Mating
What Drives People’s Social Lives Globally?
Exploring fundamental social motives across 42 societies.
Posted September 26, 2022 Reviewed by Vanessa Lancaster
Key points
- Fundamental social motives in humans include disease avoidance, self-protection, affiliation, status, mate-seeking, mate retention, and kin care.
- We studied these fundamental motives in 42 societies and made our large cross-cultural dataset freely available for anyone to explore.
- Although pop culture and psychological research often focus on the search for romantic partners, we found that most people care more about family
- Cultures cluster by fundamental social motives in familiar and unexpected ways, suggesting new insights and questions.
***Note: this is a guest post first-authored by Cari Pick, who led the research described here. To cite this post: Pick and Al-Shawaf, 2022.***
As you finish an important presentation at work, you feel pride in the respect your colleagues accord you. You leave for the day and call your sister to advise her on how to get through a recent rough patch. As you hang up, your senses go on high alert, and you quicken your step past a large figure lurking in the shadows near your subway station’s entrance.
Relieved to enter the well-lit staircase, you put on your mask and reach for hand sanitizer when you notice the crowded train platform. Soon you speed off to meet up with friends. You are comforted by their support as you discuss disheartening world news.
Before long, you head home to cook dinner with your partner. You chat about the day, enjoying the familiar security of their presence. You reminisce about feeling jitters on your first date and are glad for the effort you made to impress them that evening years ago.
Our days are filled with the pursuit of important social goals, called fundamental social motives: protecting ourselves from dangerous others, avoiding contagious diseases, maintaining friendships, gaining status, finding romantic partners and keeping them, and caring for family.
Much of our behavior is aimed at accomplishing these goals, whether consciously thinking about them or not. Our time and effort are finite, though, so we can’t focus on all the motives all the time. Throughout the day, different motives come to the fore and fade to the back as our surroundings and companions change. At different points in our lives, our focus on particular motives also waxes and wanes. And we differ in the motives we tend to find most important.
In a recent project, we asked: in different cultures around the world—with varying values, religions, ecologies, and more—would we find cultural differences in the motives people tend to find most important? Our international team of researchers studied fundamental social motives in 42 societies across all inhabited continents before and during the COVID-19 pandemic.
We found a universal trend: on average, people around the world rate caring for family (family-related motives) more important than finding romantic partners (mating-related motives). This might sound surprising in light of the predominance of romance-related storylines across movies, television, and fiction, and even the ample focus on mating in psychological research.
Yet when we looked again at our pre-pandemic samples, we continued to find that, on average, family-related motives were more important than mating-related motives for both men and women, singles and people in relationships, college students, and older populations. We also found that people who placed more importance on family-related motives tended to be happier, and people who placed more importance on mating-related motives tended to be higher on measures of depression and anxiety.
In addition to this striking universal pattern, we found differences between cultures in the relative importance of different motives. We looked at which societies tend to cluster with one another based on how similar the overall “profiles” of fundamental social motives were for people we measured in those societies. We found some expected patterns, but some clusterings were interesting and unexpected.
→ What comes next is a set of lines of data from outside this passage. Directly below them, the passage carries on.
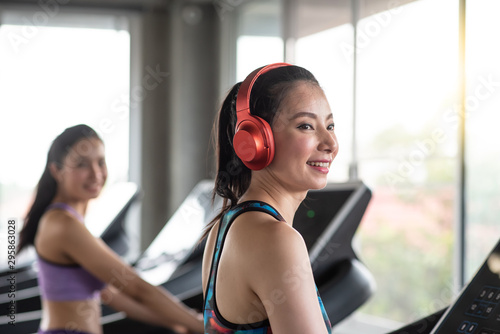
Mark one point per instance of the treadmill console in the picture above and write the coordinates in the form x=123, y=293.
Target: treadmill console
x=477, y=308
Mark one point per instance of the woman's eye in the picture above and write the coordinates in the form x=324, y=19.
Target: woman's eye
x=305, y=127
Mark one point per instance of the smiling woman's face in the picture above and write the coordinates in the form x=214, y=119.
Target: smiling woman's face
x=304, y=138
x=83, y=172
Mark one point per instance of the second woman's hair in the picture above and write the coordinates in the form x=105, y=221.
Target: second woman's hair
x=269, y=90
x=47, y=186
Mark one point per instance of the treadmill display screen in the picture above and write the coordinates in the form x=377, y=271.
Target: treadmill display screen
x=477, y=309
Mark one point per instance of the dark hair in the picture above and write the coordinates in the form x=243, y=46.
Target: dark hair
x=269, y=90
x=47, y=186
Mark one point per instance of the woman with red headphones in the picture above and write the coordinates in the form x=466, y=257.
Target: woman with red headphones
x=275, y=141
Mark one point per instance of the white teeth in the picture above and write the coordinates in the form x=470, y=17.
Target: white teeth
x=319, y=164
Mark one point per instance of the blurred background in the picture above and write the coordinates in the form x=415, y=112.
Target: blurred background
x=414, y=87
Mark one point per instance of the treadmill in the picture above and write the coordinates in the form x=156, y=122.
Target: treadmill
x=327, y=219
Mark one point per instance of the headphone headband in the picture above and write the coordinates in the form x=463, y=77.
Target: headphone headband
x=243, y=99
x=253, y=140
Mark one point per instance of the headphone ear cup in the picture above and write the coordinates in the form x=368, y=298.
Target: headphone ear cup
x=253, y=143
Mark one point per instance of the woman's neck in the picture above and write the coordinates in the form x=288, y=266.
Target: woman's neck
x=79, y=206
x=282, y=200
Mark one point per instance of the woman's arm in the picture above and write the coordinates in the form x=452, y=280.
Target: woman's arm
x=284, y=282
x=96, y=257
x=120, y=302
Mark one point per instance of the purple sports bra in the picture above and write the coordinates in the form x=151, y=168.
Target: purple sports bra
x=59, y=282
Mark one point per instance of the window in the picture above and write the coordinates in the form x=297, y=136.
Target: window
x=407, y=139
x=482, y=102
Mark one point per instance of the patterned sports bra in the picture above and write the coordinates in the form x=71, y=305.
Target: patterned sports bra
x=214, y=321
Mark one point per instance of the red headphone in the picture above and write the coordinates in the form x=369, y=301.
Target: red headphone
x=253, y=140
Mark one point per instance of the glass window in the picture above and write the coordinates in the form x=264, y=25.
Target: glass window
x=52, y=78
x=407, y=65
x=482, y=103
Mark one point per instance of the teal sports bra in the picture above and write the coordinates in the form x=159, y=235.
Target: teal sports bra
x=214, y=321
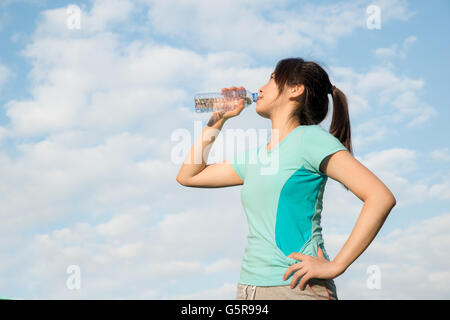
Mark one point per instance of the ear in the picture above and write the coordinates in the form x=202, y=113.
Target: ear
x=320, y=252
x=297, y=90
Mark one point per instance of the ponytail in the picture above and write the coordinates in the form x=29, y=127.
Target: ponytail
x=340, y=123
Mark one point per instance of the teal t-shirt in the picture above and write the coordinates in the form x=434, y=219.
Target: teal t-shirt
x=282, y=198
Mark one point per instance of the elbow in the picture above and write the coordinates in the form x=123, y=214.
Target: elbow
x=180, y=180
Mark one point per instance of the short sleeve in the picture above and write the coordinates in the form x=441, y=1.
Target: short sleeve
x=239, y=163
x=317, y=144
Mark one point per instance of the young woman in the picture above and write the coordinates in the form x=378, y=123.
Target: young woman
x=283, y=208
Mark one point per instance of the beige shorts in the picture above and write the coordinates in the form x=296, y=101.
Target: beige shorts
x=316, y=289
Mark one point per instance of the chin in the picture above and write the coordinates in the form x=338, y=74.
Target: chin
x=263, y=113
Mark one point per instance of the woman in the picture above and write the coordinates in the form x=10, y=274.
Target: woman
x=283, y=207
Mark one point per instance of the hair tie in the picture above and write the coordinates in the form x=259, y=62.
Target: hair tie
x=332, y=89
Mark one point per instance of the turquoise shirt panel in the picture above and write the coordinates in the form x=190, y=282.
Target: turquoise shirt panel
x=282, y=198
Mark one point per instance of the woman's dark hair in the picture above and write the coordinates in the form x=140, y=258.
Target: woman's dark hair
x=313, y=102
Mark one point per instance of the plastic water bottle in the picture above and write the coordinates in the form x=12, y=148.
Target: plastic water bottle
x=228, y=100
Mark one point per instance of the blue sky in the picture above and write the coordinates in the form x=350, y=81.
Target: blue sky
x=88, y=175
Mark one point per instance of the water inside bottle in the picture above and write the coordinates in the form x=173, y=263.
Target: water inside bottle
x=217, y=102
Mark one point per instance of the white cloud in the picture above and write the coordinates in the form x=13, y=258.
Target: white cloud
x=263, y=27
x=5, y=75
x=396, y=50
x=441, y=154
x=413, y=263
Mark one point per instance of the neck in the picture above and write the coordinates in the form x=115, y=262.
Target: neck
x=281, y=127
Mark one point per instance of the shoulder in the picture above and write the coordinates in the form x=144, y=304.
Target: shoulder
x=316, y=132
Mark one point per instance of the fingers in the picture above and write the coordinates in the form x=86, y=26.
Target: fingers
x=291, y=269
x=304, y=282
x=298, y=256
x=297, y=275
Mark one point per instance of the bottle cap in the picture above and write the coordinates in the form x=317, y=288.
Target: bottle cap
x=255, y=96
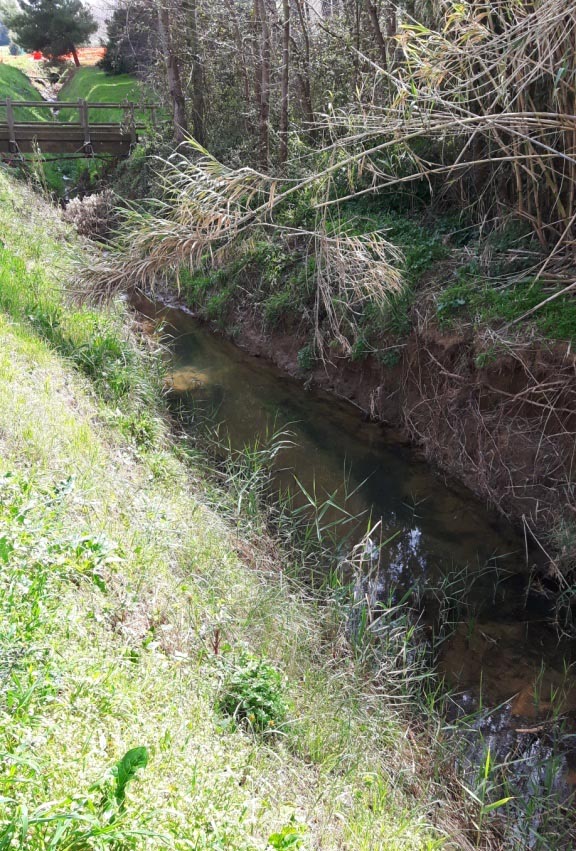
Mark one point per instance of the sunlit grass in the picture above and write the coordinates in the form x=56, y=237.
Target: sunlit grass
x=125, y=578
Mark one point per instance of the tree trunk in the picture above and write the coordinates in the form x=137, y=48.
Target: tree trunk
x=285, y=90
x=173, y=74
x=198, y=81
x=242, y=58
x=372, y=10
x=304, y=77
x=264, y=84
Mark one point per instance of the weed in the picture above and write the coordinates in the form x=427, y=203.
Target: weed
x=389, y=357
x=306, y=358
x=253, y=691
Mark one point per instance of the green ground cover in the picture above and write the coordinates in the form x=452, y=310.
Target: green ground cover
x=157, y=691
x=16, y=85
x=95, y=86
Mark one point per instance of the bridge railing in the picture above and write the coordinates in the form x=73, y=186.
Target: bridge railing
x=130, y=110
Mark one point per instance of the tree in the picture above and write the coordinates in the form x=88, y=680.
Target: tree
x=55, y=27
x=132, y=39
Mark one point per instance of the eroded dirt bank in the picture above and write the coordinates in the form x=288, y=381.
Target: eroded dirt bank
x=500, y=418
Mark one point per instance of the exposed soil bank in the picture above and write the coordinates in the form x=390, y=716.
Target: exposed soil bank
x=499, y=417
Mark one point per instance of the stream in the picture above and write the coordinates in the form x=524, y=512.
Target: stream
x=504, y=654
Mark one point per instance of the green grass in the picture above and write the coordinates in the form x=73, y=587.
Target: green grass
x=473, y=298
x=16, y=85
x=117, y=586
x=95, y=86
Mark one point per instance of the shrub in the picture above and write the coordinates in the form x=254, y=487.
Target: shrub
x=92, y=216
x=253, y=692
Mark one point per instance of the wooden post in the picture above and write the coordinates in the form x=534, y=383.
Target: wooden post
x=83, y=109
x=132, y=123
x=13, y=144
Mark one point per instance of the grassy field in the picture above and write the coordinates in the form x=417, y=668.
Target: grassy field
x=131, y=629
x=15, y=84
x=95, y=86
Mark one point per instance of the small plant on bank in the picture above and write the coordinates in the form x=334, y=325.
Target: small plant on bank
x=305, y=358
x=288, y=838
x=253, y=692
x=389, y=357
x=93, y=216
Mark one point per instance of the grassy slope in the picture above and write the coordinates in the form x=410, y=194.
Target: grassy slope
x=16, y=85
x=95, y=86
x=91, y=669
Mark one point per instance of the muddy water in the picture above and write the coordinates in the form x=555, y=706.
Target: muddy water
x=504, y=652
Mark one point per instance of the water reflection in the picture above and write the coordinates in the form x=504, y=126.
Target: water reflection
x=436, y=528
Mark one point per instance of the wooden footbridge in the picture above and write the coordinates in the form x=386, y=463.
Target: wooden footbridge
x=82, y=138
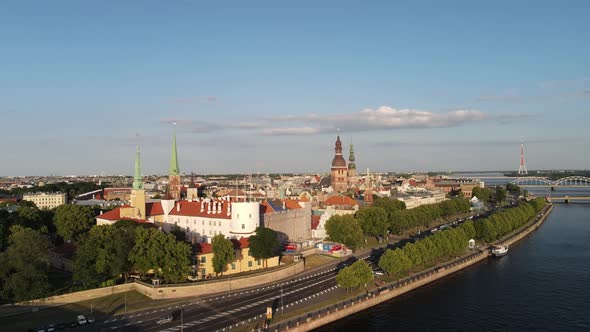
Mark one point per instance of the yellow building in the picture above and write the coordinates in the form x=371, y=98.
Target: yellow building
x=46, y=200
x=243, y=263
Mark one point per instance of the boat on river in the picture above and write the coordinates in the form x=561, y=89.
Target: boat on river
x=499, y=251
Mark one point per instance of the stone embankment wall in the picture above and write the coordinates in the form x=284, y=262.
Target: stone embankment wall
x=164, y=292
x=341, y=310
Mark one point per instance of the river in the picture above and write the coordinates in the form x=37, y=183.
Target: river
x=543, y=284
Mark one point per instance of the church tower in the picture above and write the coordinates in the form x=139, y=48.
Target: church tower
x=137, y=199
x=339, y=171
x=174, y=173
x=351, y=167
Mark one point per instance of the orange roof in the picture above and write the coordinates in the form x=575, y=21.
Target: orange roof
x=114, y=214
x=292, y=204
x=315, y=221
x=193, y=209
x=340, y=200
x=154, y=209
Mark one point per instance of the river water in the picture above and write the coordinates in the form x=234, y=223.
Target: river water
x=543, y=284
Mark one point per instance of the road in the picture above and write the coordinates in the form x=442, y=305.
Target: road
x=225, y=310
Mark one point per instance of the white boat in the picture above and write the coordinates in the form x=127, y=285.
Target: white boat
x=499, y=251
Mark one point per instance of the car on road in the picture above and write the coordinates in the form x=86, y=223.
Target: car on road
x=165, y=319
x=81, y=320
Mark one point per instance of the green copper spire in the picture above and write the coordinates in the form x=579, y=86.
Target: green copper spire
x=174, y=158
x=351, y=164
x=137, y=180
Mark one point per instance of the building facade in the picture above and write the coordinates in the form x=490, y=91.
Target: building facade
x=46, y=200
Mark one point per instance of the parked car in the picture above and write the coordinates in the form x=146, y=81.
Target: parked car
x=165, y=319
x=81, y=320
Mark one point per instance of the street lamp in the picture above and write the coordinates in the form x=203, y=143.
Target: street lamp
x=282, y=307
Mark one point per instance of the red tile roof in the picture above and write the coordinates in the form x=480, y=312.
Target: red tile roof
x=292, y=204
x=340, y=200
x=154, y=209
x=114, y=214
x=315, y=221
x=193, y=209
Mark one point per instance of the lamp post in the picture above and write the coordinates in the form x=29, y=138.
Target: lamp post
x=282, y=307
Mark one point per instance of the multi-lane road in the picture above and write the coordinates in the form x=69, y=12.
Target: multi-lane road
x=221, y=311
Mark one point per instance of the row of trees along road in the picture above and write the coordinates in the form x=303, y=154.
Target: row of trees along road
x=451, y=242
x=387, y=215
x=354, y=276
x=27, y=237
x=263, y=245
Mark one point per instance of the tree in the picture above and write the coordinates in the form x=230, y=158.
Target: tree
x=500, y=195
x=159, y=252
x=178, y=233
x=264, y=244
x=73, y=221
x=395, y=262
x=356, y=275
x=344, y=229
x=483, y=194
x=24, y=265
x=223, y=253
x=373, y=220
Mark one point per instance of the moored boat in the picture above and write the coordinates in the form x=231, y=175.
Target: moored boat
x=499, y=251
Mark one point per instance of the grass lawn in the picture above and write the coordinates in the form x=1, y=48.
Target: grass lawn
x=101, y=307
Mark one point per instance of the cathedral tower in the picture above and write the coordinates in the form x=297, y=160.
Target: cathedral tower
x=339, y=171
x=174, y=173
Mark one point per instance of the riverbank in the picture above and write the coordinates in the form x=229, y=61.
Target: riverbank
x=329, y=314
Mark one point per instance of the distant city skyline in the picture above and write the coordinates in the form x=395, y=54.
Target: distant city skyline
x=265, y=87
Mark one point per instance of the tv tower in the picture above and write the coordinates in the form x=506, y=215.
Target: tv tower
x=522, y=168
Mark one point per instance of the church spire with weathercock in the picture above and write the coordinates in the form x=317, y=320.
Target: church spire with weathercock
x=174, y=157
x=137, y=179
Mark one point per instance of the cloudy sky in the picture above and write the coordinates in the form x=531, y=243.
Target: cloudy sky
x=266, y=86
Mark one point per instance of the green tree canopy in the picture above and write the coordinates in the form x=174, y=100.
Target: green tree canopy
x=264, y=244
x=223, y=253
x=373, y=220
x=73, y=221
x=24, y=265
x=356, y=275
x=345, y=229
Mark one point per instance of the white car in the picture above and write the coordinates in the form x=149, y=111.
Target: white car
x=81, y=320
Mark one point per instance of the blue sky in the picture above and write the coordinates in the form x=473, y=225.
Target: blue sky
x=264, y=86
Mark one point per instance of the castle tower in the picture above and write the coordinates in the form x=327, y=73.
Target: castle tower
x=351, y=167
x=137, y=197
x=368, y=194
x=339, y=171
x=174, y=173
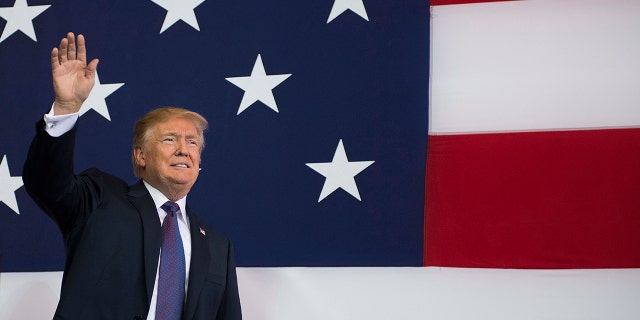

For example, in our sample collected before the pandemic, we did not see typical cross-cultural dichotomies such as developed vs. developing countries or “West vs. Rest.” Instead, as shown in Figure 1, we found that the United States clusters with Mexico and several South American countries. The United Kingdom, Canada, Australia, and New Zealand cluster with wealthy East Asian societies. In addition, Italy and Spain cluster closest to Uganda, Senegal, Thailand, and China.
During the pandemic, in our somewhat different set of countries shown in Figure 2, the United States clusters with several South American countries, and Canada still clusters closest to South Korea. In addition, Lebanon and Colombia cluster with Eastern European countries.
In both samples, we see countries clustering in interesting patterns that might offer new insights into similarities and differences between cultures. Why do we find the patterns that we do? Perhaps they are driven by ecological differences like local disease prevalence, differences in GDP, or income inequality, or are related to other cultural differences like how “tight” or strict a culture’s norms are. We continue to explore these questions, but we have also made the entire dataset publicly available, so anyone can investigate these and other questions that interest them.
Our complicated social relationships offer us safety and support and imbue our lives with meaning. To better understand one another, we need to know more about fundamental social motives' role in shaping our thoughts, feelings, and behaviors. Cross-cultural studies like this one help us better understand the universality and the cultural differences in the weight attached to different social motives worldwide.